Alguns pontos chamam atenção.
O primeiro, de considerar Barroso melhor do que Luiz Edson Fachin, e acionar os movimentos de rua para apoiá-lo e de apoia-lo, apesar de considerar que Fachin “não seria ruim”.
O segundo, a extraordinária coincidência de Fachin ir para a 2ª turma e o algoritmo do Supremo escolhê-lo como relator. É mais uma daquelas coincidências espantosas que mostra a manipulação dos sorteios. Em um sorteio honesto, a probabilidade de sair Fachin seria de 20%. Ou seja, a probabilidade de não sair Fachin seria de 80%. Mesmo assim, deu Fachin.
Intercept – a incrível cobertura da Lava Jato
Incrível como as ações de um grupo de deslumbrados, que revelavam todas suas estratégias pelo Telegram, que arrotavam esperteza com os colegas, tenham passado totalmente em branco pela cobertura dos setoristas. Eles não faziam cobertura: davam cobertura.
Intercept 3 – a procuradora que quis ser a Dallagnol paulista
Em seu curto e intenso período como ativista política da Lava Jato, a procuradora Thamea Danelon expôs o Ministério Públco Federal a toda sorte de vexames.
Pelos primeiros movimentos, Thaméa representa a face mais comprometedora da Lava Jato.
É ativista política, conforme demonstrou participando ativamente das convocações do MBL (Movimento Brasil Livre) a favor do impeachment. Aliás, é sintomático o fato de terem sido abertas representações contra procuradores que participaram de atos contra o impeachment, e nada ter sido feito contra os que participaram ostensivamente dos atos a favor. Mas, enfim, esta é a cara do MPF.
Em São Paulo, Thaméa transformou-se em figura fácil de programas nitidamente partidários.
Em participação recente no Roda Viva, a procuradora expôs todo o Ministério Público, ao receber lições de direito de um jornalista. Sua reação foi ir ao programa da notória Joyce Hasselman, para poder distribuir afirmações taxativas sem risco de ser questionada, ocasião em que atacou o STF (Supremo Tribunal Federal), apontando-o como risco à Lava Jato.

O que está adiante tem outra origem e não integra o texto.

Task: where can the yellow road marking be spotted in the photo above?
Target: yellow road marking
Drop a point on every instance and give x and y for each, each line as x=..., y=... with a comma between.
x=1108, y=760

No programa Pânico, da Jovem Pan, ela se permite criticar o hermetismo dos Ministros do Supremo, ou, como diz o apresentador do programa, “dos veinhos que ficam votando”.
Os diálogos revelados pelo The Intercept mostram que ela era um dos pontos de contato da Lava Jato com os movimentos de rua em São Paulo.
Os movimentos do MPF eram evidentes e foram ignorados pelos parceiros jornalistas da cobertura, como prova o artigo de um ano atrás.
Nesses tempos de Lava Jato, o Ministério Público Federal foi afetado de várias maneiras.
Primeiro, o jogo político, no qual os principais lances eram casados com eventos políticos. Depois, o protagonismo indesculpável de procuradores, se colocando como heróis nacionais e se apropriando (inclusive monetariamente, através de palestras) dos benefícios de uma investigação que era mérito das prerrogativas constitucionais do MPF. Some-se a atuação política indevida, com pregações em redes sociais, rádios e TVs. Finalmente, o vazamento escandaloso de informações visando conquistar espaço junto aos veículos de comunicação.
Com exceção dos vazamentos – porque, a rigor, não há ainda o que ser vazado – a procuradora Thaméa simboliza todos os vícios desse MPF, o salvacionismo, o ativismo político, a figura fácil em programas de rádio e TV.
No auge do deslumbramento, concedeu entrevista ao Estadão, onde se referia assim às milícias digitais:
Somente veio para nós pessoas que não têm foto privilegiado. Dificultar, não, é o nosso trabalho. Temos que investigar. Se vai ter manifestação a favor, militância, não diz respeito a nossa atuação. O que a gente tem de fazer é investigar o fato.
A tempo, o MPF afastou Danelon do comando da Lava Jato paulista e ela se recolheu ao anonimato anterior.